La banque centrale, elle, à l’intérieur comme à l’extérieur, en violation flagrante de ses statuts, a délivré des garanties, quant au gouvernement, à la cinquième revue avec le FMI et la BM, quia eu lieu en février 2015, il a menti en disant qu’il n’a jamais délivré de garantie. Alors qu’il l’avait fait à la BICD (Banque d’investissement de développement de la CEDEAO) à Lomé en faveur de l’entreprise EBOMAF pour 65 millions de dollars. En lui attribuant le marché de Kissidougou-Kankan pour un prix au km de 1 million 500 mille euros. Alors que le prix normal oscille entre 300 mille et 400 mille euros. « Sur Kankan-Mandiana-Sankarani, au fleuve, on a donné un marché de gré à gré à un autre guinéen, ‘’Kaba Guiter’’, mais c’est à 350 mille euros le km », indique M.Diallo.
En découvrant ‘’le pot aux roses’’, les bailleurs de fonds ont exigé du gouvernement de « plaider coupable » et le « remboursement » du montant décaissé. Puisque, dans le cadre de la Facilité Elargie du Crédit, le gouvernement s’est engagé à ne pas contracter ou garantir des près non concessionnels. Un près est dit concessionnel lorsque, il y a des dons à hauteurs de 35% (…). Alors que le près de la BIDC ne comportait que 3% de don.

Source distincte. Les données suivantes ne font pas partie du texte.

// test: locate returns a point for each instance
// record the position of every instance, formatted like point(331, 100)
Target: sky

« Lorsque le fond (FMI) a décelé cela, il a fait arrêter le paiement, tous les chantiers sont bloqués. Ce qui risque d’avoir un coût supplémentaire, parce que, les entreprises sont fondées maintenant à demander des indemnisations à l’Etat », explique Cellou Dalein. Il martèlera qu’aujourd’hui, la dette extérieure de la Guinée, a atteint 1 milliards 7 80 millions GNF… Une façon pour Cellou de mettre son pied dans le ‘’panier à salade’’ d’Alpha Condé.